Australia’s longstanding bipartisan support for foreign investment is under threat as the Abbott government launches a deliberate attack on Chinese buyers of residential property.

Today, it was Chinese billionaire Xu Jiayin who was splashed all over page one of the AFR and The Daily Telegraph for, last October, paying $39 million in an illegal sale for a Point Piper mansion just near the residence of Communications Minister Malcolm Turnbull.

Tomorrow, it could be New York-based US citizen Rupert Murdoch who faces scrutiny over any proposed residential purchases he’d like to make in Australia.

Treasurer Joe Hockey and Foreign Investment Review Board chairman Brian Wilson (a Kiwi who made his fortune working for US investment banks) appear to have deliberately placed today’s splash to send a wider message to foreign investors more generally.

This follows last week’s announcement of new taxes and a clamp down on foreign property purchases, which was driven by backbench concern.

Parliamentary secretary to the Treasurer Kelly O’Dwyer’s committee had originally proposed a $1500 slug on foreign buyers of residential property. Crikey understands that Hockey wanted to pitch it at $2500, but it finished at $5000 in order to satisfy backbench concern.

However, the attack on China’s 15th richest man — who the AFR reckons could be forced into a fire-sale of his Point Piper property within 90 days — is completely at odds with this joint press release put out by Tony Abbott, Trade Minister Andrew Robb and Scott Morrison last October.
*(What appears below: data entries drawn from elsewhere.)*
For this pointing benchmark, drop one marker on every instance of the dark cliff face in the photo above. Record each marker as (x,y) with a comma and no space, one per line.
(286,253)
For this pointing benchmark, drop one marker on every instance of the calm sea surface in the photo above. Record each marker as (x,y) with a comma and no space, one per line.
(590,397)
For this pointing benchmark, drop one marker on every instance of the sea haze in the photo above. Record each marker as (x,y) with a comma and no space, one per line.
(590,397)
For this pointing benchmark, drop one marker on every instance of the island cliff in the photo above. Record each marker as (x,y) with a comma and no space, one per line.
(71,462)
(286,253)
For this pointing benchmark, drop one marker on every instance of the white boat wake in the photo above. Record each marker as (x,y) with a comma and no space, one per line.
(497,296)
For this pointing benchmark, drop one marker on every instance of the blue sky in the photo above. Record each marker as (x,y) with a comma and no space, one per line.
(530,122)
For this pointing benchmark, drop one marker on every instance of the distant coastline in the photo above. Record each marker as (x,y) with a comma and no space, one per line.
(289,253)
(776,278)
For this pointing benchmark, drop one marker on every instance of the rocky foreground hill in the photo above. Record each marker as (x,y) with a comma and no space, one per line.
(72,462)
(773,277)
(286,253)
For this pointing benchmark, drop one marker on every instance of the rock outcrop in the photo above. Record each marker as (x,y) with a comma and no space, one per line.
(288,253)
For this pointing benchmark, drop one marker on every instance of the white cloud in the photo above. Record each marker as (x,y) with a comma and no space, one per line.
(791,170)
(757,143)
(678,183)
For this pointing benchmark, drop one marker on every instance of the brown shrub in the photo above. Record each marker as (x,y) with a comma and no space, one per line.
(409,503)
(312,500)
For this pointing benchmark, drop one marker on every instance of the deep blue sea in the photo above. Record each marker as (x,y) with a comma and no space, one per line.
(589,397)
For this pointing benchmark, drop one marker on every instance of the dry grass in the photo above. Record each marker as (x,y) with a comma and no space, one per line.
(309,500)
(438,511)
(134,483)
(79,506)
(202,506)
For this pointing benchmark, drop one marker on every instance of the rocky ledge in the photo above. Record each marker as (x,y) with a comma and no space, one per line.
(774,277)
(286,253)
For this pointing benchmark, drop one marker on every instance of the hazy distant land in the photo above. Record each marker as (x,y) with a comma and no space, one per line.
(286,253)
It opened as follows:

“The Government will expand and improve the Significant Investor Visa (SIV) programme as part of its broader competitiveness agenda. At present, SIVs are available for applicants having an eligible investment in Australia of A$5 million, for a minimum of four years. The Government will reform the programme to encourage more high net worth individuals to make Australia home and to leverage and better direct additional foreign investment.”

Rather than being forced to surrender his property rights in Point Piper by a supposedly pro-business government, surely Xu just needs to demonstrate that more than $5 million of his estimated $7.6 billion fortune has been invested in Australia.

It won’t become public until 2pm tomorrow when the full agenda is released here, but City of Melbourne councillors will next Tuesday vote on the following motion:

That the Future Melbourne committee:

 A.    Notes with concern the Federal Government’s proposal to introduce a new $200 million tax on foreign buyers of property;

 B.    Supports the concept of a level playing field for property investment which treats all owners and prospective bidders in the same manner;

 C.   Resolves to write to the Federal Government and relevant representatives in the Senate expressing support for the existing regulatory system on foreign property investment which has enjoyed Bipartisan support for many years; and

 D.   Calls on the Federal Government to fund any increased activity by the Foreign Investment Review board from its own resources rather than through a new tax on one class of buyer.

As the Melbourne economy transitions away from its historical manufacturing base, inward Asian investment in property — including offshore purchases of new and existing dwellings — has been an important driver of economic activity and engagement with the region.

This is particularly evident in the education sector where Melbourne has joined London, Paris and New York as elite members of the “big four” globally when it comes to hosting international students.

Melbourne University’s Parkville campus last year had 11,000 international students — the most of any single campus in the world — and this is forecast to hit 20,000 by 2020.

Melbourne is benefiting strongly from an open and welcoming approach to foreign investment in all asset classes.

The Property Council of Australia has made clear its opposition to the government’s proposed new system and council looks set to formally adopt a similar position next Tuesday.

Meanwhile, in other interesting property developments in Melbourne, the AFR had a very interesting story buried away on page 34 of today’s paper when it revealed that prominent private school Haileybury College is spending $52 million buying a site opposite the Flagstaff Gardens on the fringe of the Melbourne CBD.

This is an exciting development as the City of Melbourne had population growth of 11.5% in 2014, the fastest growth of any council in Australia, but most inner-city schools are now bursting at the seams.

This record growth is partly being driven by a burgeoning international education sector — 42% of City of Melbourne residents are students — along with the permissive regime that former Victorian planning minister Matthew Guy ran on residential skyscrapers over the past four years.

Throw in The Economist’s determination that Melbourne has been the world’s most liveable city over the past four years and you have an incredible wave of energy and population growth pulsating through the inner-city economy.

*Cr Stephen Mayne is deputy chair of the planning committee at the City of Melbourne councillor and was not paid for this item.